Laurent ROUILLAC Newsletter N 33 mars 2022
L’instrument de paiement : d’outil du quotidien à arme géopolitique
Il y a quelques semaines, les pays européens et les États-Unis annonçaient des sanctions économiques et financières sans précédent contre la Russie. L’instrument de paiement s’est retrouvé au cœur des discussions et s’est avéré être un enjeu majeur dans la géopolitique actuelle.
De façon progressive, mais continue depuis des années, ces instruments n’ont cessé d’évoluer en termes d’imbrication dans le commerce qu’il soit de détail ou de gros.
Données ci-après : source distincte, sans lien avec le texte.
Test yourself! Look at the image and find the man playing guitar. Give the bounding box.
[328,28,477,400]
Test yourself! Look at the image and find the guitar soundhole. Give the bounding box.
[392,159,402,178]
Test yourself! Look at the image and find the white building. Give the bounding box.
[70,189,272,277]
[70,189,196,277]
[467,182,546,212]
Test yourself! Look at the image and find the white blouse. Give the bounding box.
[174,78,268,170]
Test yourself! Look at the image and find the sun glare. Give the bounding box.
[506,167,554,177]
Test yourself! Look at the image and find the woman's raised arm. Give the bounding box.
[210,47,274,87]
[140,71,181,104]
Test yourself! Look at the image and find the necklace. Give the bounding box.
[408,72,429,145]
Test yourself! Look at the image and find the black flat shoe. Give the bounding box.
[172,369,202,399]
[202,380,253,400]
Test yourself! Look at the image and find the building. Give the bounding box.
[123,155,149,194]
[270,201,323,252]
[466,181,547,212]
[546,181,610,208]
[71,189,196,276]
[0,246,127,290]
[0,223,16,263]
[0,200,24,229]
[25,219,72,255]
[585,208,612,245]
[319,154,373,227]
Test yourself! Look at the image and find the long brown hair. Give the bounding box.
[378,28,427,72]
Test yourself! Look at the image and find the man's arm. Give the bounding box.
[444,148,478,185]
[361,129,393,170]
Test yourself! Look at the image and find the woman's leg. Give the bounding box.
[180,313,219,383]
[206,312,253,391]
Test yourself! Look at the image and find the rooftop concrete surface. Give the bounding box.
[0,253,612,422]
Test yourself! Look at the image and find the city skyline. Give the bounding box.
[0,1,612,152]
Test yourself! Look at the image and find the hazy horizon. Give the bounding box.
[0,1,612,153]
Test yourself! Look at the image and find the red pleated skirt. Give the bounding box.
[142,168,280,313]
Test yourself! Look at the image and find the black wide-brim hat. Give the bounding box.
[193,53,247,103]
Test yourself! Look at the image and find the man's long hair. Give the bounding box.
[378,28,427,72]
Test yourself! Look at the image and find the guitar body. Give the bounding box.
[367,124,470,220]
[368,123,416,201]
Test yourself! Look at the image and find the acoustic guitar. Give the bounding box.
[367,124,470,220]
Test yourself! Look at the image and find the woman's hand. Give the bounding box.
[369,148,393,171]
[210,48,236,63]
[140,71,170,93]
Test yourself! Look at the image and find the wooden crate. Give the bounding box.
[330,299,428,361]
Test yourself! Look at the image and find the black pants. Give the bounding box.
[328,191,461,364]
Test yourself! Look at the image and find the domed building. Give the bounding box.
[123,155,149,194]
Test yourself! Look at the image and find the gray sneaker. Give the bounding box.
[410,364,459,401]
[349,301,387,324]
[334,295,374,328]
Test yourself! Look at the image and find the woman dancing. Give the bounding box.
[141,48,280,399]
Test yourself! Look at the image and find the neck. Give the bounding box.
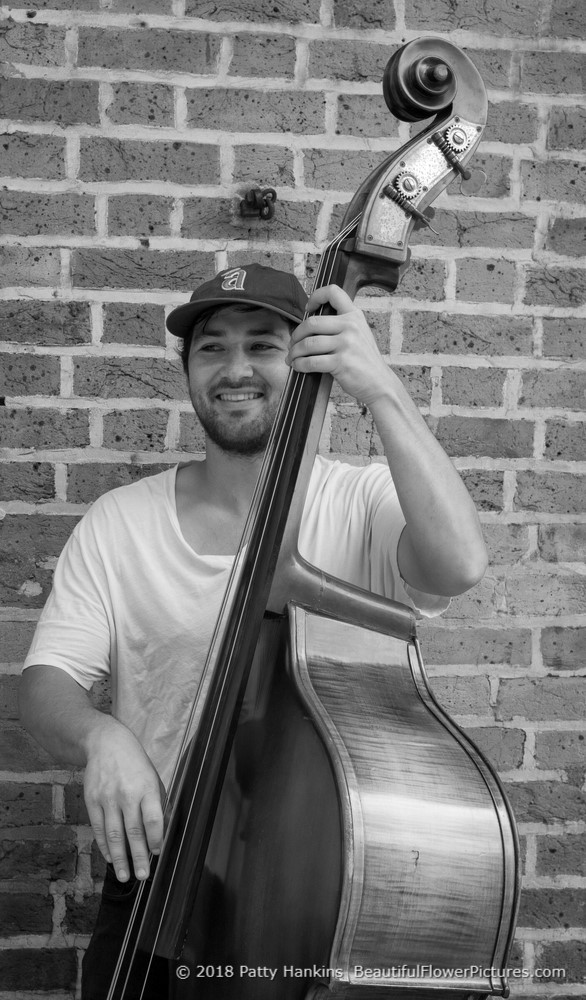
[189,439,263,517]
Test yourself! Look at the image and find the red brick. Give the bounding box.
[535,728,586,778]
[388,366,431,406]
[334,0,395,31]
[0,407,89,449]
[71,249,215,293]
[0,781,53,828]
[397,259,445,302]
[441,368,506,406]
[0,948,77,991]
[545,219,586,257]
[330,406,384,455]
[309,39,398,82]
[406,0,540,36]
[466,726,525,771]
[456,259,516,303]
[539,944,586,984]
[185,0,320,24]
[447,153,513,198]
[505,571,586,615]
[545,426,586,462]
[102,302,165,347]
[460,469,503,511]
[79,138,220,185]
[549,0,584,39]
[0,826,77,882]
[538,524,586,562]
[0,722,57,775]
[418,622,531,667]
[0,246,61,287]
[1,354,61,396]
[543,317,586,360]
[181,197,321,243]
[185,87,325,135]
[0,18,65,66]
[0,514,77,607]
[513,472,585,514]
[303,149,383,192]
[411,209,535,248]
[233,145,295,188]
[458,43,511,89]
[67,463,169,503]
[0,462,55,503]
[10,0,100,6]
[483,101,539,144]
[519,889,586,929]
[431,676,492,715]
[521,50,585,94]
[0,621,35,663]
[104,409,169,451]
[77,26,220,76]
[431,417,534,458]
[521,160,586,202]
[73,357,187,399]
[506,781,586,824]
[336,94,399,139]
[536,833,586,877]
[519,368,586,410]
[0,132,65,180]
[63,894,101,935]
[232,33,295,78]
[0,299,91,347]
[403,312,532,355]
[547,107,586,150]
[106,83,175,128]
[101,0,173,8]
[0,78,100,125]
[108,194,173,238]
[0,892,53,936]
[541,626,586,670]
[482,524,529,566]
[63,782,89,826]
[496,677,586,722]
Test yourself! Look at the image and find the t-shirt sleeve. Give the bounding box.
[365,463,450,618]
[23,509,113,690]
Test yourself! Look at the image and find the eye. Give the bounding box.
[195,341,224,354]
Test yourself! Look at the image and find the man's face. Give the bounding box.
[188,306,290,455]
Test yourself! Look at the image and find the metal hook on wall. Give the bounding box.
[240,188,277,220]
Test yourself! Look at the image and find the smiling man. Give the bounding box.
[21,264,486,1000]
Les zones d’acceptation des différents instruments, des cartes aux flux se sont étendues avec le SEPA, mais également avec les schémas internationaux de cartes.
L’instantanéité des transferts, le suivi et les capacités de filtrage ont progressé dans le même sens pour que cette industrie soit capable, en toute sécurité, d’accepter des volumes de plus en plus importants.
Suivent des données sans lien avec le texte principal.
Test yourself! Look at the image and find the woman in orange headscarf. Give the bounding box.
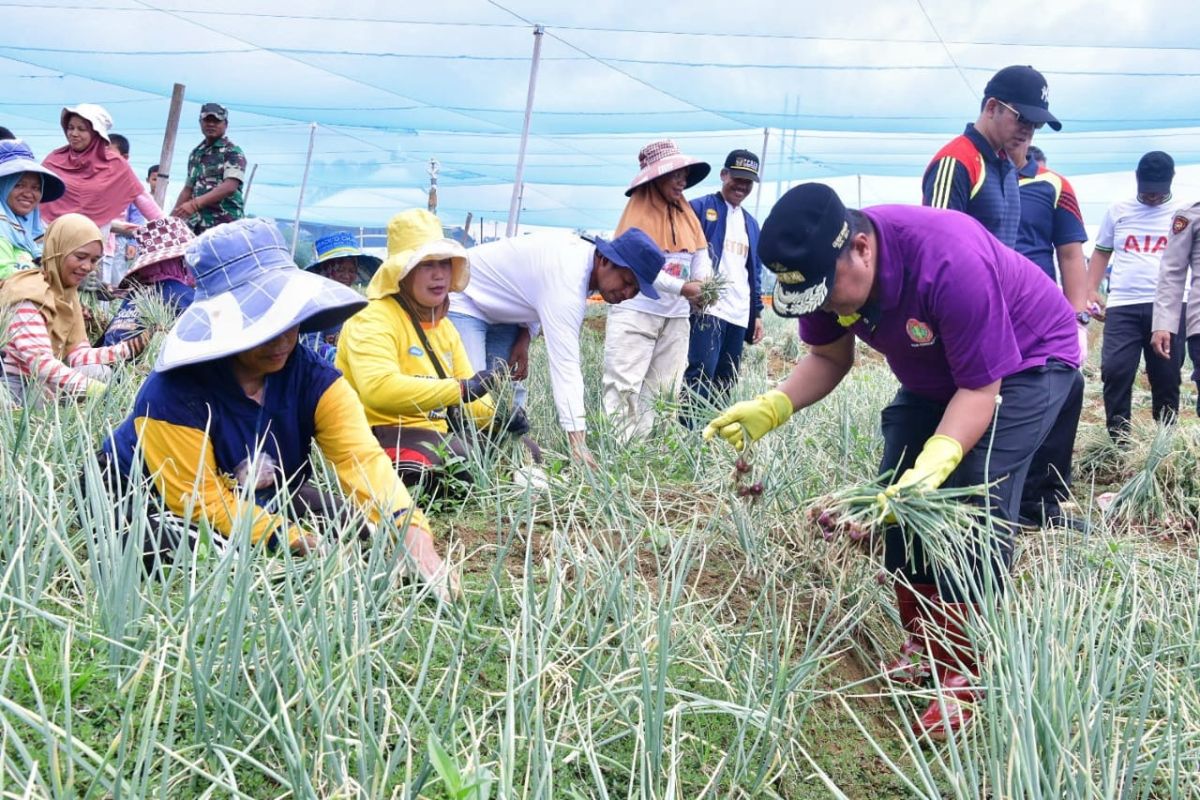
[0,213,149,405]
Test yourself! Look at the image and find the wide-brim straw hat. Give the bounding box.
[59,103,113,142]
[0,139,67,203]
[304,230,383,283]
[125,217,196,277]
[155,219,366,372]
[367,209,470,300]
[625,139,713,197]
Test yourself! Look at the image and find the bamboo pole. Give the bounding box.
[154,83,185,209]
[504,25,546,236]
[292,122,317,258]
[754,128,770,219]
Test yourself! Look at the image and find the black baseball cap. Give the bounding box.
[983,65,1062,131]
[200,103,229,122]
[1138,150,1175,194]
[758,184,850,317]
[725,150,758,184]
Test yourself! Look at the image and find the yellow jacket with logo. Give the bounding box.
[335,295,493,433]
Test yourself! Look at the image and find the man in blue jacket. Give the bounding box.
[684,150,762,419]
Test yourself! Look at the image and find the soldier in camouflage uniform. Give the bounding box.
[170,103,246,234]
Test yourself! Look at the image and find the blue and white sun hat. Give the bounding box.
[305,230,383,283]
[155,219,367,372]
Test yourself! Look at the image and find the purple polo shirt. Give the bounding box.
[800,205,1080,403]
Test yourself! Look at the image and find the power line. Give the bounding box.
[916,0,979,100]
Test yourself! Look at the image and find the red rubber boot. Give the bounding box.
[913,603,979,740]
[883,581,937,686]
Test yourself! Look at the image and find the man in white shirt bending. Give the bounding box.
[449,228,664,467]
[1087,150,1187,440]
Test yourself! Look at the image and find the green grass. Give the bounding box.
[0,303,1200,800]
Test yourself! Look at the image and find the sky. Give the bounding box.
[0,0,1200,235]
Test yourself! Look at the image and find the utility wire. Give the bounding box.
[916,0,979,100]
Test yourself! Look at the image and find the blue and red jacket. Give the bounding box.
[922,125,1021,248]
[1016,158,1087,278]
[691,192,762,344]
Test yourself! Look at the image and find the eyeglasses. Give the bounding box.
[996,100,1045,131]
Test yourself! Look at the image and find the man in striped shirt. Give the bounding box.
[922,66,1062,247]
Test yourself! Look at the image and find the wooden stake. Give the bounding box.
[154,83,186,209]
[292,122,317,258]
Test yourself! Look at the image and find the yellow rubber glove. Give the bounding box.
[704,389,792,450]
[876,433,962,522]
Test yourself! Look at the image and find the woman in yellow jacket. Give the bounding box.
[335,209,528,486]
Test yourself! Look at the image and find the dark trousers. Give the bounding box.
[1100,302,1187,439]
[1020,371,1084,524]
[881,361,1081,602]
[371,425,470,494]
[682,314,746,427]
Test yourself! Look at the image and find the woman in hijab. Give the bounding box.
[42,103,163,227]
[0,139,65,281]
[0,213,149,405]
[100,219,458,600]
[602,139,713,441]
[100,217,196,345]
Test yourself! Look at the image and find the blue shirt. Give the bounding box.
[922,125,1021,247]
[1016,158,1087,278]
[800,205,1080,403]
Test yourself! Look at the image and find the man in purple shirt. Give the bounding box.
[704,184,1082,738]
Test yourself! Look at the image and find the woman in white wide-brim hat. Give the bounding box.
[336,209,529,488]
[602,139,713,440]
[300,230,383,363]
[42,103,163,231]
[101,219,457,597]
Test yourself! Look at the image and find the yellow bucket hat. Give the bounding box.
[367,209,470,300]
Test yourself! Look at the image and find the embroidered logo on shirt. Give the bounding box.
[904,319,935,347]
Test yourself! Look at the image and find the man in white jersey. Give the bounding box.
[1151,203,1200,416]
[684,150,762,422]
[1087,150,1186,439]
[449,228,664,467]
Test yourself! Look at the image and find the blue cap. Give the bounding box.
[596,228,666,300]
[0,139,66,203]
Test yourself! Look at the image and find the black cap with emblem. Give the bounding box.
[725,150,758,182]
[983,64,1062,131]
[758,184,850,317]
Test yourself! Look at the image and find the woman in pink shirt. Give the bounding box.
[41,103,163,227]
En 2020, avec le début de la pandémie mondiale de COVID-19, l’instrument de paiement est entré dans nos vies avec la montée en charge du commerce électronique et a permis à tous de continuer avec un semblant de normalité, malgré les confinements ; il a assuré la transition vers le télétravail, a maintenu le niveau de consommation… au point de devenir un outil incontournable de notre quotidien.
Aujourd’hui, l’actualité internationale nous prouve que la résilience et la capacité d’adaptation des nouveaux moyens de paiement se jouent dans le positif comme dans le négatif. Dans une période d’affrontement entre deux blocs, les moyens de paiement peuvent être contrôlés et les flux stoppés de manière instantanée. Il s’agit d’une situation inédite tant au niveau de la portée de la sanction qu’au niveau de sa structure : les gouvernements publics et les entreprises privées unissent leurs volontés.
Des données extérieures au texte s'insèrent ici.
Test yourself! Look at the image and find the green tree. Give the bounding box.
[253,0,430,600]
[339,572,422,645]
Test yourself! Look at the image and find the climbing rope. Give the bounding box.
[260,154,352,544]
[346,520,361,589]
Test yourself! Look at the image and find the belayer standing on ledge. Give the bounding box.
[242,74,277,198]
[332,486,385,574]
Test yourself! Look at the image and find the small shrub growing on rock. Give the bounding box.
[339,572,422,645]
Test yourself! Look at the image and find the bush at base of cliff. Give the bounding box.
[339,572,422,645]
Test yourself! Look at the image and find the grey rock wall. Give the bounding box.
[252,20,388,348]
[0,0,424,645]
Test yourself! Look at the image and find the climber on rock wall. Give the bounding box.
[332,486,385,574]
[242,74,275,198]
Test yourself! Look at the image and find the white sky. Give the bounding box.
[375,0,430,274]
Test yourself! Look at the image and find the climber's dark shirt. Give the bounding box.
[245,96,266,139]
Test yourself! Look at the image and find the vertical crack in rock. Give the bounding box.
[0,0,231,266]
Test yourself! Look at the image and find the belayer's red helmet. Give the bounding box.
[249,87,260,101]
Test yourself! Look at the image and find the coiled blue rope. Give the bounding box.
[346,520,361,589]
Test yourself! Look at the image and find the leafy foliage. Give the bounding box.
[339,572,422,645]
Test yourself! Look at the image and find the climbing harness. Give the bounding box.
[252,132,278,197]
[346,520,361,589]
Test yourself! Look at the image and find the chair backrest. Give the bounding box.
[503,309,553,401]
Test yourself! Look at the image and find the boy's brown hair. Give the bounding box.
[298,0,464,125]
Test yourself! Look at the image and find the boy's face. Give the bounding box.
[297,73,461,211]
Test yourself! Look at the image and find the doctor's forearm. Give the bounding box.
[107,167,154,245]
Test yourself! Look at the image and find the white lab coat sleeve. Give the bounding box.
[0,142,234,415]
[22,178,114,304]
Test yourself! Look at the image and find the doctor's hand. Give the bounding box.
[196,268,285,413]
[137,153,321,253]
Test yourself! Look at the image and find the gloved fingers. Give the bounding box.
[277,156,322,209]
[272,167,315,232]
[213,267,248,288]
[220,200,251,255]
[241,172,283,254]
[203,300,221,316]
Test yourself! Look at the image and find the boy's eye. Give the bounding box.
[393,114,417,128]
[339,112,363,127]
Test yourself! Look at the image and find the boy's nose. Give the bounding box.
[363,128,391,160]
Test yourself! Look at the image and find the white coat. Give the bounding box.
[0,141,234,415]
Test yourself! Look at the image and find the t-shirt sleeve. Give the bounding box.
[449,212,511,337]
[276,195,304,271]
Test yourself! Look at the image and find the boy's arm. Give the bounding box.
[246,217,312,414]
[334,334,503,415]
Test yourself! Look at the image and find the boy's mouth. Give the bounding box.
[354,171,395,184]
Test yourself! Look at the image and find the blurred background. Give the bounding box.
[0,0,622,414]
Cette évolution est-elle surprenante ? Pas forcément. En effet, la monnaie a toujours joué un rôle immense dans nos sociétés et a toujours été un instrument de pouvoir. La différence ? L’instrument de paiement n’est aujourd’hui plus limité à un pays ni à sa souveraineté : il s’agit désormais d’un flux international. Il se déplace et ne peut être bloqué par une frontière. La rapidité avec laquelle il peut être interrompu est sans égale : cela n’existe dans aucun autre domaine. Ce pouvoir et cette vélocité questionnent profondément le rééquilibrage, à terme, des normes internationales et domestiques.
À l’heure actuelle, les réglementations sont encore centrées sur les pays et les zones géopolitiques. Pourtant, l’enjeu de l’internationalisation des flux de paiement, ainsi que les questions d’hégémonies et de souveraineté que cela pose doivent être mis au premier plan. Cette sensibilité façonne les allégeances et interroge sur la pertinence de laisser s’installer des monopoles de providers pour la souveraineté commerciale des pays et ouvre de nouvelles perspectives de débat… La monnaie était déjà un moyen de pression, les instruments de paiement l’ont rejoint dans cette dimension politique.